Despite of organised structure of disaster management in India, timely response to natural disasters remains a difficult task in, where a majority of people live in dispersed rural settlements with inadequate communication facilities. Involvement of multiple actors, especially NGOs, makes it possible to reach humanitarian aid to marooned victims and initiating restoration work in remote zones.
Disaster management policy of India is criticised on following accounts-
1.Kosi floods way back three years before , unregulated water discharge
from Nepal originated rivers, Tsunami and Mumbai floods have
demonstrated that much needs to be done.
2.Growing economy and urbanization have exposed more areas, assets and
people to risks.
3.Enforcement of building codes and zonal regulations in rural and
urban areas still a huge task.
4.Communicating early warning to the last mile must be a priority in reducing risks.
5.The Act do not explicitly say what will happen if states fail to perform.
The role of NGOs was clearly recognised during the aftermath of 2004 tsunami when four hundred fifteen NGOs came to respond to the tsunami, apart from numerous non-affiliated spontaneous volunteers. South India Federation of Fishermen Society, and Social Need Education for Human Awareness initiated a NGO Coordination and Resource Center (NCRC) with the support of district administration and United Nations Development Program. After the response and relief work, the NCRC also worked for reconstruction, although with less than 50 NGOs.
In the post NDM act , the major disasters inflict India were earthquake in Jammu and Kashmir, Kosi floods in Bihar, Mumbai terror strike apart from the numerous floods, droughts, train accidents etc resulting in huge economic and human loss. Though the National Disaster Management Authority and its state counterparts had played their role in mitigating the risks associated with these disasters but desired impact was not realised due to the lack of coordination between the various agencies engaged in the task. It is because of this reason that we are unable to find noticeable reduction in the losses due to such disasters.
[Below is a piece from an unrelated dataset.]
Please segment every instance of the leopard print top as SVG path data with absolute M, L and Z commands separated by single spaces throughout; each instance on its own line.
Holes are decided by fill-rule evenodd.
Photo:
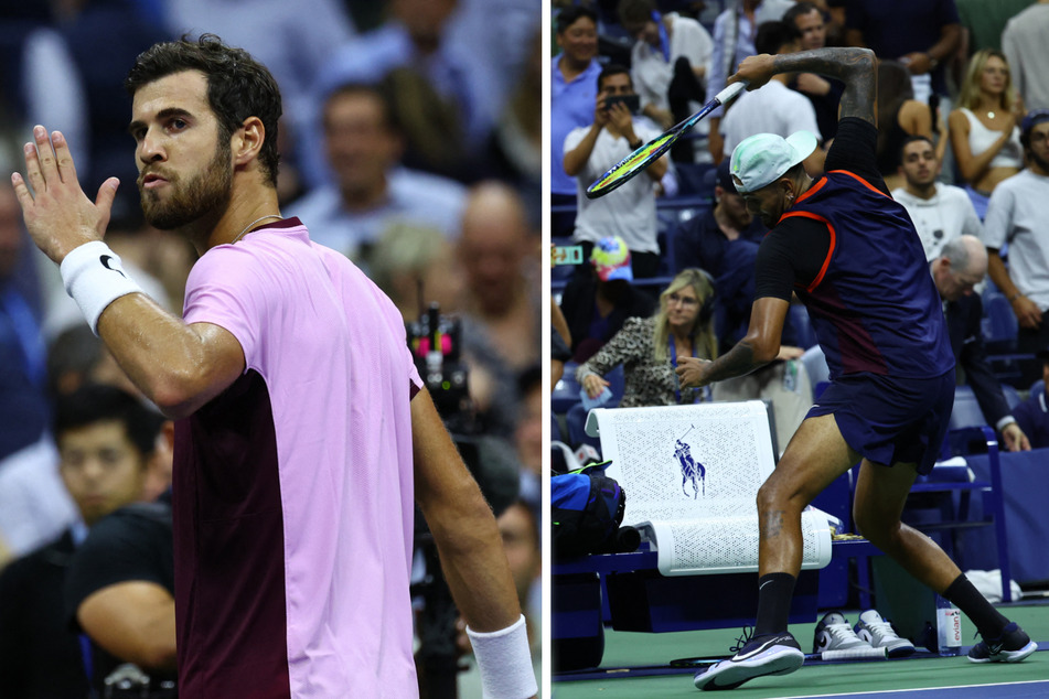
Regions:
M 579 365 L 576 380 L 582 384 L 588 374 L 604 376 L 622 364 L 623 398 L 619 407 L 677 405 L 677 375 L 670 361 L 655 361 L 654 334 L 655 318 L 628 318 L 623 327 L 597 354 Z M 686 388 L 681 391 L 681 402 L 699 402 L 705 394 L 702 388 Z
When many NGOs are engaged in the rehabilitation works during such crisis, role of such NGOs and local communities must be recognised in the policy of disaster management as they provide most urgent response to such incidents. During the Kalka Mail accident local community were the first to start rehabilitation work. Therefore it will be of great help if the local community organisation are utilized for such operations. Under the NDM Act, District Disaster Management Authority must be entrusted with training of Panchayat organisations and there must be a disaster management cell in every panchayat.
This will allow local communities to engage i such activities in a more professional manner and will definitely help in mitigation of risks. Apart from this, many disasters at local level didn’t catch the headlines at national or state level like road accidents, fire etc, which result in no response from the administration. Such incidents can be duly taken care of by the Panchayat Disaster Management cell. As far as NGOs are concerned, they can be instrumental in the reform and rehabilitation work in the event of any disaster and their appreciable performance is already seen in rehabilitation works during floods in Bihar and tsunami in Tamil Nadu. Such NGOs must also be engaged with the management so as to make the efforts better coordinated and more effective.
The upshot of the entire analysis clearly demonstrate that India came along way in managing its disasters but still there are loopholes present which needs to be filled in order to mitigate the disaster risks. According to UNDP, India is second most disaster prone country after China and therefore the disaster management India must also be at least second best in the world.. The disaster Management in India requires clear division of roles and responsibilities of all the players. Further it needs the participation of all agents of development like NGOs, private sector and community as well because no one is devoid of brunt of disaster.